One anecdote. In the scene where Cook punches Cagney, the director Wellman asked Cook to hit him for real and didn't tell Cagney. The result was a broken tooth, yet Cagney stayed in character and played out the rest of the scene. Now that's someone who's in the zone.
The other actors aren't at his level, obviously, but some are actually bad. Jean Harlow makes a mess of her big speech and Donald Cook can't deliver dialogue, although I sometimes liked him when he doesn't have any. There's also a terrible child actress, although she's only in it briefly.
It's also a pre-Code movie, so there's an effeminate tailor and some implied sex that had to be edited out of later re-releases.

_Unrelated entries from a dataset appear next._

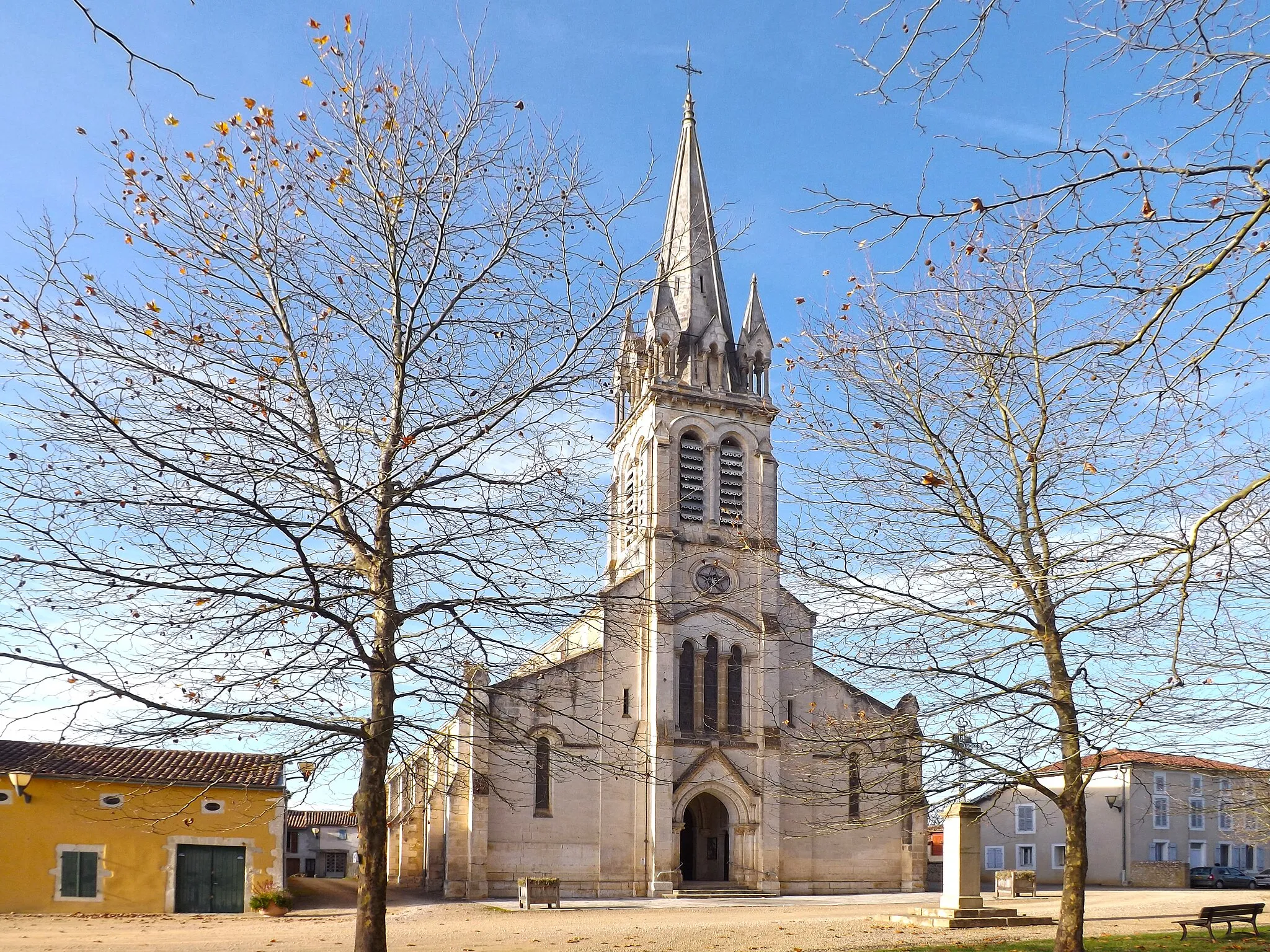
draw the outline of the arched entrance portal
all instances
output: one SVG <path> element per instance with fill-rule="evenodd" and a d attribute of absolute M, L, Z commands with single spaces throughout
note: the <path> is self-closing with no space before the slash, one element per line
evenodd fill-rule
<path fill-rule="evenodd" d="M 732 878 L 732 836 L 728 807 L 712 793 L 698 793 L 683 810 L 679 872 L 685 882 L 726 882 Z"/>

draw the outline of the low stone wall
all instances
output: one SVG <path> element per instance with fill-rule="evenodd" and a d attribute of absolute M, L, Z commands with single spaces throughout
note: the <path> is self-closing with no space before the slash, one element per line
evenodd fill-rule
<path fill-rule="evenodd" d="M 1157 890 L 1190 889 L 1190 863 L 1130 863 L 1129 885 Z"/>

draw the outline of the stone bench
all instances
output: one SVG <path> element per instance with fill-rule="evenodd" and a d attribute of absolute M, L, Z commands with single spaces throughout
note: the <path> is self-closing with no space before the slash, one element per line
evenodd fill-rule
<path fill-rule="evenodd" d="M 516 881 L 521 909 L 532 909 L 535 904 L 551 909 L 560 908 L 560 880 L 555 876 L 526 876 Z"/>

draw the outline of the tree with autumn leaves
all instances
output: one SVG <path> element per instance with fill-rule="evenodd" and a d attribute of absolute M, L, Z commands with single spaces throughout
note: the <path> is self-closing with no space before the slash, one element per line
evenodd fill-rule
<path fill-rule="evenodd" d="M 319 30 L 320 32 L 320 30 Z M 103 149 L 5 279 L 4 599 L 18 711 L 132 743 L 359 762 L 357 948 L 385 948 L 385 770 L 589 604 L 584 416 L 640 291 L 574 143 L 475 60 L 318 36 L 314 102 Z M 599 463 L 602 471 L 602 463 Z"/>

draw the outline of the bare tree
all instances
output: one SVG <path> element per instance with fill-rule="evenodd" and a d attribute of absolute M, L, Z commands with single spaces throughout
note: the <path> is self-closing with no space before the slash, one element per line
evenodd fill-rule
<path fill-rule="evenodd" d="M 1229 633 L 1256 625 L 1264 428 L 1229 376 L 1194 372 L 1210 341 L 1104 345 L 1135 316 L 1088 307 L 1080 277 L 1029 220 L 977 231 L 916 288 L 856 283 L 789 360 L 815 518 L 786 551 L 822 649 L 921 696 L 928 792 L 1011 782 L 1054 803 L 1055 949 L 1082 948 L 1097 751 L 1236 726 L 1205 685 L 1266 663 Z"/>
<path fill-rule="evenodd" d="M 465 661 L 511 670 L 592 604 L 585 430 L 641 189 L 594 199 L 475 60 L 315 44 L 291 122 L 245 99 L 202 147 L 110 142 L 119 279 L 46 223 L 6 282 L 0 658 L 10 711 L 67 731 L 356 754 L 370 952 L 394 749 Z"/>

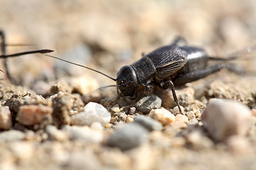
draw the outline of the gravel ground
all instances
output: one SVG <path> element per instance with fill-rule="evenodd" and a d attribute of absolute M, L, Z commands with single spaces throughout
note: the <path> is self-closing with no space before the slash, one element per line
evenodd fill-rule
<path fill-rule="evenodd" d="M 30 45 L 6 53 L 50 49 L 113 77 L 177 35 L 211 56 L 245 50 L 255 20 L 254 1 L 0 2 L 7 44 Z M 104 76 L 40 54 L 10 58 L 0 169 L 256 169 L 255 54 L 235 53 L 243 75 L 175 87 L 184 115 L 171 91 L 155 87 L 127 110 L 114 88 L 90 93 L 114 84 Z"/>

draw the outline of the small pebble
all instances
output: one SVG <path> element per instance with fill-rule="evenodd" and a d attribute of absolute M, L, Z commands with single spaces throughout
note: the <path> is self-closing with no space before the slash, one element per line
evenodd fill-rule
<path fill-rule="evenodd" d="M 196 120 L 196 118 L 194 118 L 193 119 L 190 120 L 187 124 L 188 125 L 195 125 L 198 123 L 198 120 Z"/>
<path fill-rule="evenodd" d="M 89 126 L 93 122 L 99 122 L 102 126 L 110 122 L 111 114 L 102 105 L 90 102 L 84 107 L 84 111 L 71 116 L 71 125 Z"/>
<path fill-rule="evenodd" d="M 252 125 L 250 109 L 241 103 L 222 100 L 209 104 L 202 114 L 204 126 L 217 141 L 229 136 L 246 135 Z"/>
<path fill-rule="evenodd" d="M 131 116 L 127 116 L 127 117 L 126 117 L 126 119 L 125 121 L 127 123 L 130 123 L 131 122 L 133 122 L 134 120 L 133 119 L 133 118 L 131 117 Z"/>
<path fill-rule="evenodd" d="M 100 143 L 103 141 L 101 130 L 91 129 L 87 126 L 66 125 L 63 129 L 69 133 L 72 140 L 80 139 L 88 143 Z"/>
<path fill-rule="evenodd" d="M 199 130 L 194 130 L 186 135 L 188 144 L 193 149 L 200 150 L 209 148 L 213 146 L 213 142 L 204 136 Z"/>
<path fill-rule="evenodd" d="M 9 130 L 13 126 L 11 114 L 9 107 L 0 107 L 0 129 Z"/>
<path fill-rule="evenodd" d="M 182 112 L 184 113 L 184 107 L 183 106 L 180 106 L 180 109 L 181 109 Z M 172 109 L 172 114 L 174 115 L 176 115 L 177 114 L 180 114 L 180 110 L 179 109 L 179 107 L 177 106 L 175 107 Z"/>
<path fill-rule="evenodd" d="M 175 116 L 166 109 L 152 109 L 148 116 L 160 122 L 163 126 L 175 120 Z"/>
<path fill-rule="evenodd" d="M 176 89 L 175 91 L 180 105 L 186 105 L 194 100 L 195 90 L 191 87 Z M 157 94 L 163 100 L 163 107 L 172 108 L 176 106 L 171 90 L 158 90 Z"/>
<path fill-rule="evenodd" d="M 148 131 L 143 126 L 131 123 L 115 130 L 109 137 L 108 143 L 122 150 L 139 146 L 148 140 Z"/>
<path fill-rule="evenodd" d="M 251 152 L 251 145 L 245 137 L 232 135 L 226 142 L 229 150 L 238 154 L 248 154 Z"/>
<path fill-rule="evenodd" d="M 135 107 L 131 108 L 129 110 L 129 114 L 130 114 L 130 115 L 134 114 L 135 113 L 135 111 L 136 111 L 136 108 Z"/>
<path fill-rule="evenodd" d="M 186 115 L 188 117 L 189 121 L 196 118 L 196 115 L 195 115 L 195 113 L 192 110 L 187 112 Z"/>
<path fill-rule="evenodd" d="M 163 126 L 159 121 L 144 116 L 135 117 L 134 122 L 143 126 L 149 131 L 161 130 L 163 129 Z"/>
<path fill-rule="evenodd" d="M 175 122 L 181 122 L 183 123 L 187 123 L 188 122 L 188 117 L 183 114 L 178 114 L 175 116 Z"/>
<path fill-rule="evenodd" d="M 10 149 L 20 161 L 29 161 L 35 152 L 35 148 L 31 142 L 24 141 L 15 142 L 10 146 Z"/>
<path fill-rule="evenodd" d="M 94 122 L 90 124 L 90 127 L 92 129 L 97 129 L 100 130 L 103 130 L 103 126 L 99 122 Z"/>
<path fill-rule="evenodd" d="M 159 108 L 161 105 L 162 99 L 155 95 L 151 95 L 139 100 L 135 107 L 143 114 L 148 114 L 152 109 Z"/>
<path fill-rule="evenodd" d="M 10 130 L 0 133 L 0 141 L 21 141 L 25 138 L 25 134 L 19 130 Z"/>
<path fill-rule="evenodd" d="M 118 107 L 113 107 L 111 108 L 111 112 L 113 113 L 119 112 L 120 109 Z"/>
<path fill-rule="evenodd" d="M 22 125 L 31 126 L 43 122 L 51 116 L 52 108 L 42 105 L 22 105 L 19 107 L 16 120 Z"/>
<path fill-rule="evenodd" d="M 51 139 L 58 141 L 67 141 L 69 136 L 68 134 L 63 130 L 57 129 L 57 127 L 53 125 L 48 125 L 46 126 L 46 132 L 49 135 Z"/>
<path fill-rule="evenodd" d="M 254 107 L 251 109 L 251 114 L 253 116 L 256 117 L 256 107 Z"/>

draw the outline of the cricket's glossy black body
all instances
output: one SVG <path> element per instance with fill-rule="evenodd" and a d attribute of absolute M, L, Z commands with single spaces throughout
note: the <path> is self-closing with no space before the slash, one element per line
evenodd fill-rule
<path fill-rule="evenodd" d="M 43 49 L 28 51 L 5 55 L 5 41 L 4 32 L 0 30 L 2 55 L 0 58 L 6 60 L 8 57 L 14 57 L 24 54 L 32 53 L 48 53 L 53 52 L 51 50 Z M 174 98 L 182 113 L 179 101 L 176 96 L 174 85 L 184 84 L 191 82 L 226 68 L 237 73 L 241 73 L 241 70 L 232 65 L 218 64 L 210 67 L 208 66 L 209 60 L 230 60 L 236 57 L 228 58 L 213 58 L 208 57 L 202 48 L 180 45 L 180 42 L 185 42 L 181 37 L 176 39 L 170 45 L 160 47 L 153 52 L 143 55 L 143 57 L 134 63 L 122 67 L 117 74 L 117 78 L 114 79 L 96 70 L 75 63 L 61 58 L 49 55 L 48 57 L 58 59 L 68 63 L 74 64 L 104 75 L 116 81 L 117 85 L 103 87 L 103 89 L 108 87 L 115 86 L 119 90 L 119 96 L 122 98 L 136 99 L 132 104 L 134 105 L 148 91 L 153 88 L 152 84 L 159 86 L 163 89 L 171 88 Z M 8 67 L 6 65 L 8 74 Z M 8 76 L 11 80 L 11 77 Z M 144 88 L 139 97 L 137 92 L 139 86 Z"/>
<path fill-rule="evenodd" d="M 135 104 L 147 91 L 153 88 L 152 83 L 163 89 L 171 88 L 175 102 L 181 113 L 176 96 L 174 85 L 189 83 L 227 68 L 236 69 L 224 64 L 207 67 L 209 57 L 200 48 L 187 45 L 179 46 L 180 37 L 170 45 L 160 47 L 143 55 L 136 62 L 122 67 L 117 74 L 117 84 L 119 86 L 120 96 L 123 98 L 136 99 Z M 139 97 L 137 96 L 139 85 L 144 87 Z"/>

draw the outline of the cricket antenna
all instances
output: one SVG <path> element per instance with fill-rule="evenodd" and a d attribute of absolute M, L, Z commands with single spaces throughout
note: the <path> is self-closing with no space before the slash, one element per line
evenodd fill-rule
<path fill-rule="evenodd" d="M 18 53 L 15 53 L 15 54 L 10 54 L 10 55 L 1 55 L 0 58 L 6 58 L 8 57 L 18 57 L 18 56 L 22 56 L 22 55 L 34 54 L 34 53 L 45 54 L 45 53 L 51 53 L 53 52 L 53 50 L 49 50 L 49 49 L 42 49 L 42 50 L 39 50 L 27 51 L 27 52 L 24 52 Z"/>
<path fill-rule="evenodd" d="M 50 56 L 50 55 L 48 55 L 48 54 L 44 54 L 44 56 L 48 56 L 48 57 L 52 57 L 52 58 L 56 58 L 56 59 L 57 59 L 57 60 L 61 60 L 61 61 L 65 61 L 65 62 L 68 62 L 68 63 L 71 63 L 71 64 L 73 64 L 73 65 L 76 65 L 76 66 L 80 66 L 80 67 L 84 67 L 84 68 L 85 68 L 85 69 L 87 69 L 92 70 L 92 71 L 95 71 L 95 72 L 97 72 L 97 73 L 100 73 L 100 74 L 102 74 L 102 75 L 105 75 L 105 76 L 106 76 L 106 77 L 108 77 L 109 78 L 110 78 L 110 79 L 113 80 L 115 81 L 115 82 L 117 80 L 116 79 L 114 79 L 114 78 L 112 78 L 111 76 L 109 76 L 109 75 L 106 75 L 106 74 L 105 74 L 104 73 L 101 73 L 101 72 L 100 72 L 100 71 L 97 71 L 97 70 L 94 70 L 94 69 L 91 69 L 91 68 L 86 67 L 86 66 L 82 66 L 82 65 L 79 65 L 79 64 L 77 64 L 77 63 L 74 63 L 74 62 L 70 62 L 70 61 L 68 61 L 63 60 L 63 59 L 60 58 L 59 58 L 59 57 L 54 57 L 54 56 Z M 116 85 L 115 85 L 115 86 L 116 86 Z M 110 87 L 111 87 L 111 86 L 110 86 Z"/>

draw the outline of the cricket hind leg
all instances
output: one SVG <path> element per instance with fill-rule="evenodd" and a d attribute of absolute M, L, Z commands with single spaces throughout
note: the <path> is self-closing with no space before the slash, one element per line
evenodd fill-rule
<path fill-rule="evenodd" d="M 184 84 L 187 83 L 190 83 L 195 80 L 197 80 L 201 78 L 207 77 L 207 76 L 220 71 L 222 69 L 227 69 L 230 71 L 234 72 L 238 74 L 242 74 L 244 73 L 243 69 L 240 67 L 237 67 L 232 65 L 216 65 L 204 70 L 196 71 L 192 73 L 189 73 L 184 75 L 179 75 L 175 78 L 174 83 L 175 84 Z"/>
<path fill-rule="evenodd" d="M 172 92 L 172 96 L 174 96 L 174 101 L 175 101 L 176 104 L 177 105 L 179 108 L 179 110 L 181 114 L 184 114 L 183 112 L 181 110 L 181 109 L 180 108 L 180 103 L 179 102 L 179 100 L 177 98 L 177 95 L 176 95 L 175 88 L 174 88 L 174 83 L 171 80 L 167 80 L 161 82 L 160 84 L 160 87 L 164 90 L 167 90 L 171 88 L 171 90 Z"/>

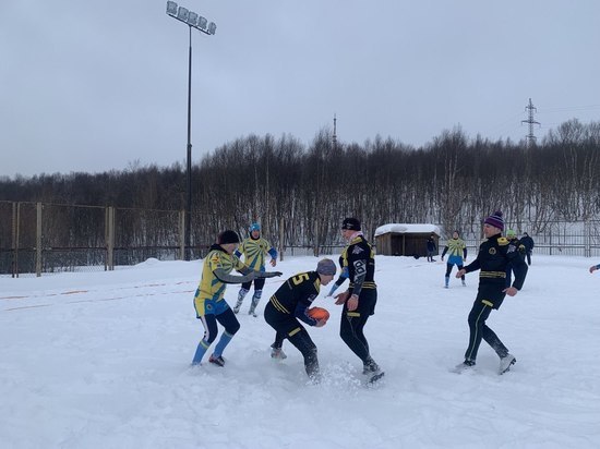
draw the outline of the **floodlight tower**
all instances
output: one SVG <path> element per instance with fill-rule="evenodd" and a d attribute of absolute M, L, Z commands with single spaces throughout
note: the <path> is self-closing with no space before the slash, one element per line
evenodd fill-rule
<path fill-rule="evenodd" d="M 217 25 L 214 22 L 208 23 L 206 19 L 197 15 L 183 7 L 178 7 L 175 1 L 167 1 L 167 14 L 180 22 L 183 22 L 190 28 L 190 52 L 188 57 L 188 163 L 185 170 L 187 177 L 187 201 L 185 201 L 185 225 L 184 225 L 184 246 L 185 260 L 190 260 L 191 253 L 191 217 L 192 217 L 192 28 L 207 35 L 214 35 Z"/>

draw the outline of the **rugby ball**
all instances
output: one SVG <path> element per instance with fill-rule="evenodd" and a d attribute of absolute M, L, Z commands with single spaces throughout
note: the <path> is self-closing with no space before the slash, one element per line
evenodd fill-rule
<path fill-rule="evenodd" d="M 309 316 L 311 318 L 314 318 L 316 320 L 321 320 L 321 319 L 329 319 L 329 313 L 327 312 L 326 308 L 323 308 L 323 307 L 312 307 L 312 308 L 309 308 Z"/>

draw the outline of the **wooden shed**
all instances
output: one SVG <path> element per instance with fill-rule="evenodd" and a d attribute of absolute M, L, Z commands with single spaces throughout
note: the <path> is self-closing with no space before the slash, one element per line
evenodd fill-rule
<path fill-rule="evenodd" d="M 377 254 L 385 256 L 427 256 L 427 240 L 433 234 L 436 251 L 440 254 L 440 228 L 428 223 L 389 223 L 375 230 Z"/>

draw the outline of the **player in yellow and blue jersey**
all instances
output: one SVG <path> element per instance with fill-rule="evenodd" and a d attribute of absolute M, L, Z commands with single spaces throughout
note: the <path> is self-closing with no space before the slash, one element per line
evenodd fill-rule
<path fill-rule="evenodd" d="M 244 265 L 233 255 L 239 243 L 240 238 L 235 231 L 223 231 L 217 243 L 211 246 L 211 251 L 204 258 L 202 279 L 194 295 L 196 318 L 204 326 L 204 337 L 197 344 L 192 365 L 200 365 L 202 357 L 217 338 L 217 321 L 225 328 L 225 331 L 208 362 L 218 366 L 225 365 L 223 351 L 240 328 L 238 318 L 224 300 L 226 286 L 248 282 L 256 278 L 264 280 L 264 278 L 281 276 L 279 271 L 257 271 Z M 237 270 L 243 276 L 230 275 L 232 270 Z"/>
<path fill-rule="evenodd" d="M 452 268 L 456 265 L 458 269 L 461 270 L 463 263 L 467 260 L 467 245 L 463 239 L 460 239 L 458 231 L 454 231 L 452 233 L 452 239 L 448 240 L 448 243 L 446 243 L 444 252 L 442 253 L 442 260 L 444 260 L 446 253 L 449 254 L 448 262 L 446 263 L 446 283 L 444 286 L 447 289 Z M 463 287 L 465 287 L 465 275 L 463 275 L 460 279 L 463 280 Z"/>
<path fill-rule="evenodd" d="M 268 241 L 261 236 L 261 225 L 252 223 L 250 228 L 250 236 L 244 239 L 240 247 L 236 251 L 236 256 L 241 257 L 243 255 L 243 262 L 250 268 L 256 271 L 265 270 L 265 256 L 268 254 L 271 256 L 271 266 L 274 267 L 277 265 L 277 250 L 275 250 Z M 265 280 L 263 278 L 254 279 L 254 295 L 252 296 L 252 303 L 250 304 L 249 315 L 257 316 L 256 306 L 261 296 L 263 295 L 263 287 Z M 233 313 L 240 312 L 242 306 L 243 299 L 250 291 L 252 286 L 252 280 L 242 283 L 242 287 L 238 293 L 238 302 L 233 307 Z"/>

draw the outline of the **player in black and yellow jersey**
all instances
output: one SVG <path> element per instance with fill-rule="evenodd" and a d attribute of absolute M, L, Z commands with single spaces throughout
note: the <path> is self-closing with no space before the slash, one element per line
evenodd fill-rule
<path fill-rule="evenodd" d="M 341 253 L 341 268 L 348 270 L 350 287 L 337 294 L 336 304 L 344 304 L 339 336 L 350 350 L 362 361 L 362 373 L 369 381 L 379 380 L 383 371 L 371 356 L 369 342 L 364 337 L 364 325 L 375 313 L 377 286 L 375 284 L 375 252 L 361 232 L 357 218 L 346 218 L 341 223 L 341 235 L 348 241 Z"/>
<path fill-rule="evenodd" d="M 527 276 L 527 264 L 519 254 L 518 247 L 502 236 L 504 219 L 502 213 L 496 211 L 483 221 L 483 234 L 485 240 L 479 245 L 477 258 L 460 269 L 456 277 L 480 270 L 479 289 L 477 298 L 469 313 L 469 345 L 465 352 L 465 362 L 457 365 L 455 371 L 461 372 L 475 366 L 477 351 L 481 340 L 496 352 L 500 357 L 499 373 L 506 373 L 517 361 L 500 338 L 488 327 L 485 320 L 494 308 L 500 308 L 505 295 L 514 296 L 521 289 Z M 515 280 L 511 287 L 506 287 L 506 267 L 512 264 Z"/>
<path fill-rule="evenodd" d="M 225 365 L 223 351 L 240 328 L 238 318 L 223 298 L 226 286 L 228 283 L 247 282 L 259 277 L 281 276 L 279 271 L 255 271 L 242 264 L 233 255 L 239 242 L 240 238 L 235 231 L 224 231 L 204 258 L 202 280 L 194 295 L 196 318 L 204 326 L 204 338 L 197 344 L 192 365 L 200 365 L 206 350 L 217 338 L 217 321 L 225 328 L 225 331 L 220 336 L 208 362 L 218 366 Z M 243 276 L 230 275 L 233 269 Z"/>
<path fill-rule="evenodd" d="M 315 271 L 300 272 L 289 278 L 265 306 L 265 320 L 276 330 L 271 356 L 286 359 L 281 350 L 287 338 L 304 356 L 304 367 L 309 378 L 319 381 L 319 359 L 316 345 L 299 319 L 309 326 L 322 327 L 326 320 L 316 320 L 308 311 L 319 295 L 321 286 L 326 286 L 335 276 L 336 266 L 332 259 L 324 258 L 316 265 Z"/>

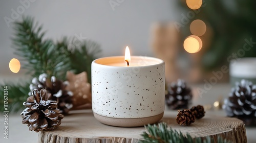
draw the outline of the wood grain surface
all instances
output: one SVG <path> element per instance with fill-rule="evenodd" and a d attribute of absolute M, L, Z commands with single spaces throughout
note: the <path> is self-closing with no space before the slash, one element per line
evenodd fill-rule
<path fill-rule="evenodd" d="M 240 120 L 206 113 L 204 118 L 185 126 L 176 123 L 177 113 L 165 111 L 161 122 L 194 137 L 210 136 L 216 140 L 219 135 L 231 142 L 247 142 L 245 128 Z M 92 111 L 83 110 L 66 115 L 55 130 L 39 132 L 38 142 L 137 142 L 144 131 L 144 127 L 125 128 L 102 124 L 94 118 Z"/>

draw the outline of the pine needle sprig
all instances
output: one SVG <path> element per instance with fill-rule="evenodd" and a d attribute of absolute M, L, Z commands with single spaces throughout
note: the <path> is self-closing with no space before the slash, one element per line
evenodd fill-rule
<path fill-rule="evenodd" d="M 65 37 L 57 43 L 57 48 L 70 61 L 71 64 L 69 70 L 77 74 L 86 72 L 88 81 L 91 82 L 91 64 L 101 52 L 100 45 L 90 40 L 77 41 L 74 38 L 68 40 Z"/>
<path fill-rule="evenodd" d="M 183 135 L 181 132 L 178 132 L 169 129 L 166 123 L 160 123 L 158 125 L 148 125 L 145 126 L 147 132 L 144 132 L 141 135 L 143 139 L 140 140 L 139 142 L 158 142 L 158 143 L 184 143 L 184 142 L 197 142 L 197 143 L 210 143 L 213 142 L 212 138 L 207 136 L 202 139 L 201 137 L 193 137 L 188 133 Z M 226 139 L 223 139 L 221 136 L 218 137 L 218 142 L 229 142 Z"/>
<path fill-rule="evenodd" d="M 27 69 L 33 77 L 46 73 L 63 78 L 64 74 L 59 72 L 67 71 L 70 61 L 56 50 L 52 40 L 44 39 L 45 32 L 41 29 L 42 26 L 34 24 L 34 19 L 30 17 L 14 22 L 15 32 L 12 39 L 16 50 L 14 53 L 22 58 L 22 68 Z"/>
<path fill-rule="evenodd" d="M 100 52 L 99 45 L 87 39 L 75 42 L 74 38 L 72 40 L 65 38 L 55 43 L 44 37 L 46 32 L 42 29 L 42 25 L 38 26 L 30 16 L 14 23 L 12 43 L 14 54 L 20 58 L 22 68 L 27 69 L 27 74 L 32 77 L 38 78 L 46 73 L 50 77 L 54 76 L 63 81 L 66 80 L 68 70 L 75 74 L 86 71 L 91 82 L 91 63 Z M 70 45 L 74 46 L 71 49 Z M 17 112 L 24 108 L 23 103 L 28 97 L 29 85 L 30 82 L 22 85 L 6 83 L 0 87 L 1 93 L 4 93 L 4 86 L 8 87 L 9 111 Z M 0 102 L 4 102 L 4 97 L 0 98 Z M 4 106 L 1 106 L 0 111 L 4 110 Z"/>

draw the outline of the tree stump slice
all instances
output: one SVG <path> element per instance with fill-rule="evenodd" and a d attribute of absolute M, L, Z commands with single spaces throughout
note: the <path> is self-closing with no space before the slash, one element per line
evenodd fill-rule
<path fill-rule="evenodd" d="M 243 121 L 236 118 L 208 115 L 197 120 L 190 126 L 176 122 L 177 111 L 166 111 L 161 122 L 173 129 L 188 133 L 193 137 L 210 136 L 217 142 L 218 135 L 231 142 L 247 142 Z M 97 121 L 92 111 L 66 115 L 55 130 L 40 132 L 38 142 L 137 142 L 142 139 L 144 127 L 125 128 L 104 125 Z"/>

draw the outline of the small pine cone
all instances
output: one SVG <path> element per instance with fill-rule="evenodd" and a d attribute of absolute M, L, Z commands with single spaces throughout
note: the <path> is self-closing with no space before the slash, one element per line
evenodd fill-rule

In summary, a slightly unusual film with a star-making central performance. It's often called a classic and it's certainly true that it was a huge milestone in its genre. Much of it was taken straight from life, from the characters based on real gangsters to the "this really happened" plot developments. This is interesting and gives it energy and unpredictability, but I also think it was a factor in producing a jigsaw narrative built around bits and pieces. Surprisingly some of the strongest material here isn't gangster-related, but instead to do with our anti-hero's personal life and relationships. This is an interesting one.
"That sucker, he's too busy going to school. He's learning how to be poor."